How raw type works in Java? [duplicate]

问题: This question already has an answer here: What is a raw type and why shouldn't we use it? 15 answers I'm learning about generics and I have a misun...

问题:

This question already has an answer here:

I'm learning about generics and I have a misunderstanding.

For example I have this simple code:

import java.util.ArrayList;

public class DemoApp {

    public static void main(String[] args) {
        ArrayList list = new ArrayList();
        list.add(1);
        System.out.println(list.get(0).getClass().getName()); 
        int value = (Integer) list.get(0);
    }
}

I don't understand why should I cast the list.get(0) to Integer because this statement System.out.println(list.get(0).getClass().getName()); has this result java.lang.Integer?

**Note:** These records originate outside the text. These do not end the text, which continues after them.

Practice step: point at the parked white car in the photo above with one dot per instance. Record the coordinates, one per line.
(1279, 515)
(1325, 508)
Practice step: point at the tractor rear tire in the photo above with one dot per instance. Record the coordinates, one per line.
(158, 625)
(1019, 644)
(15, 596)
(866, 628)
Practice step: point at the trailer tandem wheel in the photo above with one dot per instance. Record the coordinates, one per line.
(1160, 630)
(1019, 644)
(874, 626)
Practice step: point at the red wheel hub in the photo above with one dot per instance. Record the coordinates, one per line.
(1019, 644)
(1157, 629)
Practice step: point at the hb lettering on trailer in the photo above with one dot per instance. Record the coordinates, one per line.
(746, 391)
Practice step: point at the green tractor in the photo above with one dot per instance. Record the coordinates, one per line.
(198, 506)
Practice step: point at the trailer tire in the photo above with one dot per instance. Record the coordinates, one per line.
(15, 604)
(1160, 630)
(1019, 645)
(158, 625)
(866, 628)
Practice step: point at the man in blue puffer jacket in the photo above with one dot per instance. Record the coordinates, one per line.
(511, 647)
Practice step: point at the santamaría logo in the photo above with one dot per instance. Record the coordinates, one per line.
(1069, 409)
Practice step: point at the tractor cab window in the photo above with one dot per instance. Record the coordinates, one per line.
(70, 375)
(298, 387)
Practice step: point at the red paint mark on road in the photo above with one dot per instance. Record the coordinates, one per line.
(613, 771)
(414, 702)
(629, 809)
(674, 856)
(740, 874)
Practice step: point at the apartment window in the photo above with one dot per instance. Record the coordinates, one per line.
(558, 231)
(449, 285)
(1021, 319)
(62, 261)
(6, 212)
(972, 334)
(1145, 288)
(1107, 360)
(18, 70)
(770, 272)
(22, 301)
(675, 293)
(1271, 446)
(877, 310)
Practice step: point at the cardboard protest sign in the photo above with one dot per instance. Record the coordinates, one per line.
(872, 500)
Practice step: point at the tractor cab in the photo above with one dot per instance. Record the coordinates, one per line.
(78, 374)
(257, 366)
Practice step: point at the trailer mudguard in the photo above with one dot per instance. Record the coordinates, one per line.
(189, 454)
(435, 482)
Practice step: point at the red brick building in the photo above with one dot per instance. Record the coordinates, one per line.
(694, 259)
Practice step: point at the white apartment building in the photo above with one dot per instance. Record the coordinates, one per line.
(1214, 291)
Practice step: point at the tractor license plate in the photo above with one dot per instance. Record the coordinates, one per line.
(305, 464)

If I use this statement int value = list.get(0); I get this error: Type mismatch: cannot convert from Object to int... and I really don't understand, is list.get(0) an Object or an Integer?


回答1:

The list.get(0).getClass().getName() will access an element in the List, and find out at runtime that it's indeed an integer. It could be anything else, though.

What the compiler knows at compile time is that your list contains items of type Object, see the signature of List.get(int). So it can't prove that int value = list.get(0) would always be correct. You have to explicitly cast.

The whole generics thing in Java is compile-time only. It's a way to tell the compiler how to limit type-parametrized classes only to particular types, and thus guarantee at compile time that operations on them are indeed correct. That is, the compiler won't allow you to put a String into a List<Integer>.

In runtime, the type parametrization information is erased. The JVM operates on by relying on the compiler having done the job of generating correct code. There's nothing at runtime that allows the JVM to know what type the content of a List is; ArrayList has a single implementation for any class parameters. (This is unlike C# or C++.)


回答2:

Because when you use raw type (like ArrayList without any generic type) Java assumes that the type of elements in that list is Object. So list.get(0) will return reference of type Object. And because of that you need to cast.

Object returned by list.get(0) is of type Integer but reference to it is of type Object and that's why compiler complaint because you want to assign reference of type Object to a variable of primitive type int.


回答3:

Plain ArrayList means ArrayList<?>, which means an ArrayList containing objects of unspecifed type. Since all objects derive from Object, the best you can say about those objects is that they're Objects.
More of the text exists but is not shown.